Some days I don’t stray too far away from home for my photos. My mother has some beautiful plants in her garden, and one of them is the dahlia plant that is currently blooming in our front yard. They are like little bunches of love.
Our front yard garden is small with only a few plants, but in our backyard, we have a large bush of fall phlox. We have other plants around the house, but these two are my favourites.
I still went out for my walk and I found a couple of things to photograph, even though I didn’t feel as inspired to take many photos. One thing that caught my eye was this trio of yellow flowers.
I found this vine, from either a cucumber or zucchini-type plant, that is struggling to escape the backyard it’s meant to be in.
Vines and Fence
The textures of the leaves against the texture of the wood fence intrigued me. By taking away the colours it made the textures more pronounced. I guess in the end, I still found things to be inspired by on my walk.
I’m back to my regular neighbourhood walks and today I’ve come across a vintage car. It’s not something you see very often in my neck of the woods and so it must be documented. I’m feeling nostalgic seeing this and wishing for simpler, stress-free days.
I gave this photo an old-time feel when I processed it. I wanted the photo to feel like it was taken with an old film camera.
With nothing much else happening on the street I headed down to the creek path to find some macro goodies.
This gorgeous Knapweed flower is blooming all along the creek. I still can’t get over how many flowers are purple. It’s so strange that I never really noticed this before.
Heading further down the path, into a more overgrown area, I spotted these vines blocking part of the path. I’ve definitely come across this same set of vines before. I guess when they cut the grass in this area they don’t bother with the things that can attack from above. Which I am very happy about as I wouldn’t get a shot like this otherwise.
Do you find that some flowers look strange when they’re growing? Take for example this Queen’s Anne Lace below. It’s currently unwrapping itself in such a way that it looks like the letters T and I. Also, did you notice that each little flower petal looks like a bug?
It’s so very strange. Typically you see a little bud that grows big and eventually opens up into a flower. But not Queen Anne – nope, she has to be different. The good thing is I like different. Different is fun to photograph.

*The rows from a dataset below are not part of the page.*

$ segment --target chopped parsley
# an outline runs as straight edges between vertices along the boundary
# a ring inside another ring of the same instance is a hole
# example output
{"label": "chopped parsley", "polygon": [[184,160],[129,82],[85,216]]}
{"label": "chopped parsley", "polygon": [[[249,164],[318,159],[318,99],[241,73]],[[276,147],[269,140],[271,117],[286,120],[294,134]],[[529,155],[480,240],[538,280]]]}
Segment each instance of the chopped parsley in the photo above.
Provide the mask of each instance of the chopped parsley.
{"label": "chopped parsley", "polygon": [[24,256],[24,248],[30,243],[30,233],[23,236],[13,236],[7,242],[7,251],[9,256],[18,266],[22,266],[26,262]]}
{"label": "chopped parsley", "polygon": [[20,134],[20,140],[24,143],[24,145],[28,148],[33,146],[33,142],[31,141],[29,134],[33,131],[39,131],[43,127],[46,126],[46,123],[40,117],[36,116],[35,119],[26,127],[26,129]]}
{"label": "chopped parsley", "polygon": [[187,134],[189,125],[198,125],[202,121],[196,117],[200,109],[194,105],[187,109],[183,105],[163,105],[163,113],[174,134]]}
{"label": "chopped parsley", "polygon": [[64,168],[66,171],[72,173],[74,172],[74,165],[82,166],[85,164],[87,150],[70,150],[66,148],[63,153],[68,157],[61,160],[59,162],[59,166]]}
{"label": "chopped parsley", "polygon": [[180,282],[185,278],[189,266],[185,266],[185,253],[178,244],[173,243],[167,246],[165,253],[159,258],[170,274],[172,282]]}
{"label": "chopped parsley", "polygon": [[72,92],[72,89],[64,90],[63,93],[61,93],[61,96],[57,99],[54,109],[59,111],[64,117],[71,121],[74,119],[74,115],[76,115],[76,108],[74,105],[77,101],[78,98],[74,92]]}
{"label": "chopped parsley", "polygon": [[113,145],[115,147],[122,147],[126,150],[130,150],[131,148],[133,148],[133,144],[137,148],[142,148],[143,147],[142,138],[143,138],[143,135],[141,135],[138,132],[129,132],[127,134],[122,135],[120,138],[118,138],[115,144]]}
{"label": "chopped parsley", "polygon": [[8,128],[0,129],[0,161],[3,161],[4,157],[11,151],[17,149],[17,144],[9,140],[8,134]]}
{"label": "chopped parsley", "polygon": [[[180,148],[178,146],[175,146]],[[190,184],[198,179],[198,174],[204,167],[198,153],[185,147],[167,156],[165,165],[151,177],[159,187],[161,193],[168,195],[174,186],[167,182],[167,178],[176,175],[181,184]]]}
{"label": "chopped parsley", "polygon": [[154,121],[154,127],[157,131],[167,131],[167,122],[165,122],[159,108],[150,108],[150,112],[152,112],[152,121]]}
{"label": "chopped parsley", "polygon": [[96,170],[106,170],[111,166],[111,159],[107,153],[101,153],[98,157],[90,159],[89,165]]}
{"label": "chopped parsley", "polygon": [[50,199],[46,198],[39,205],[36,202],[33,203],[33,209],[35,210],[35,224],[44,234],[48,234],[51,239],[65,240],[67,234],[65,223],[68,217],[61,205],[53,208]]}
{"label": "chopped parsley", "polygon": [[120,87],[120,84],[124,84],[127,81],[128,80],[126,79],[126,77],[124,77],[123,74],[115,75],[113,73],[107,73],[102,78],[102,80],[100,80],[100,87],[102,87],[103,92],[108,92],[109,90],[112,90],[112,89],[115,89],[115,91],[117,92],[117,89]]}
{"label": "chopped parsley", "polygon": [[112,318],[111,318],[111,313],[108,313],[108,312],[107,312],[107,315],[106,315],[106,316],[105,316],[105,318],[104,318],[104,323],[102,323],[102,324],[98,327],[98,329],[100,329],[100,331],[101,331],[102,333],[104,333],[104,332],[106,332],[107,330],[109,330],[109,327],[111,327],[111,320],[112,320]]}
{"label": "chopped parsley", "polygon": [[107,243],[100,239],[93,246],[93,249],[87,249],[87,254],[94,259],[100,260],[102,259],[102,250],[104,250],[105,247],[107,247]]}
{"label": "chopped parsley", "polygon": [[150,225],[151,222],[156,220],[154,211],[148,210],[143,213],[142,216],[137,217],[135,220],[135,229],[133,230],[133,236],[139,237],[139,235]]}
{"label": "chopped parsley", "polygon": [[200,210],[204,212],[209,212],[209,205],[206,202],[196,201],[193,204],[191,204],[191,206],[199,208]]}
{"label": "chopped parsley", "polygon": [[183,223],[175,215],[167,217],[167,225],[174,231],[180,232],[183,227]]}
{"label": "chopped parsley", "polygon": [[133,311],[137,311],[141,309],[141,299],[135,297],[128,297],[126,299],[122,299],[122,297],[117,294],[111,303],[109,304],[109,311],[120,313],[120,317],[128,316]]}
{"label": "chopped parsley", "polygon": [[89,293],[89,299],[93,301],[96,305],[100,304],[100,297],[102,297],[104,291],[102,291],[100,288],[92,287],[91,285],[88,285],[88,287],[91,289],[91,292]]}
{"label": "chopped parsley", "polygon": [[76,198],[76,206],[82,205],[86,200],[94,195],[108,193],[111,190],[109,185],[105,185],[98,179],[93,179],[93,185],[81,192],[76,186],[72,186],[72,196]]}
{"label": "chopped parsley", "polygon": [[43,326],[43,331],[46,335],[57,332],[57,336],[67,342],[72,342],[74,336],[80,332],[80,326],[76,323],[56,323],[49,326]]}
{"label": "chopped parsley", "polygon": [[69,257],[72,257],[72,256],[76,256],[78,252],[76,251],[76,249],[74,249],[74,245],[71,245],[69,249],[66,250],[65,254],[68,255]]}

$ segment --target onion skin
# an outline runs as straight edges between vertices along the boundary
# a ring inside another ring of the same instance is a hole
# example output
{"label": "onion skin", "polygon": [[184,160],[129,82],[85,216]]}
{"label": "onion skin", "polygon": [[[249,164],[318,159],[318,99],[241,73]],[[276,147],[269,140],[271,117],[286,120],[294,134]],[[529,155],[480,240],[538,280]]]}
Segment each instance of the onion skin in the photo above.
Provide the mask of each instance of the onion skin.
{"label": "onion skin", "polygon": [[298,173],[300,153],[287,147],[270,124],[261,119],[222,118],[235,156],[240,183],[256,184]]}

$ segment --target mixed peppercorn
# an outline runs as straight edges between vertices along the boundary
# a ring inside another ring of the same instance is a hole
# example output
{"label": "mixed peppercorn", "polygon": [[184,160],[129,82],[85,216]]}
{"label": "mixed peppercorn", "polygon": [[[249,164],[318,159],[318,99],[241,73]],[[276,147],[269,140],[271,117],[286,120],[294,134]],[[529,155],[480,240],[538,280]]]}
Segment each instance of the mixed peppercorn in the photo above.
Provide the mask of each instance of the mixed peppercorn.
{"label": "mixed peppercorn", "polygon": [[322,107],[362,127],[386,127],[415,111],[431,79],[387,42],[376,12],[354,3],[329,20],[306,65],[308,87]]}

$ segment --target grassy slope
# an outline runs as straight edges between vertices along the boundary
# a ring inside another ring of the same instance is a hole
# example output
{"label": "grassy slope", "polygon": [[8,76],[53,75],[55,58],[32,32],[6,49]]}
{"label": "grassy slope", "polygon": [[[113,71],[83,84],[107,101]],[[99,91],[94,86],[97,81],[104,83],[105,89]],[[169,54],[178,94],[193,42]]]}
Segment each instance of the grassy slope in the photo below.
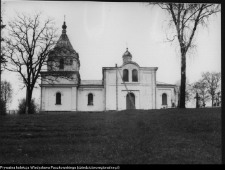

Moving away from Queen’s Anne Lace, over a bridge to the meadow on the other side, I spotted these purple loosestrife flowers. I love how they pop against the pale grasses behind them.
As I walked up to the high school track something jumped away from me into the bushes.
When I took a closer look I saw this Carolina grasshopper sitting on a leaf. I was able to get a couple of photos before he got nervous and jumped further into the greenery. I was so happy to end my walk with this find.
I can’t believe that since mid-March I’ve been expanding my macro photography skills by just shooting around my neighbourhood. Am I starting to get bored with just shooting macro all the time? Absolutely not because there are always unique views to find.
Every time I head out I expect to see the same things, but there always seems to be something new to photograph, even if it’s from a different angle or even a different stage of something’s growth.
Of course, not everything I shoot with my macro lens is something up close or small. Sometimes I try to sneak up on a bird that’s balanced on a skinny branch.
Who then promptly flies away. Still it makes for an interesting image, don’t you think?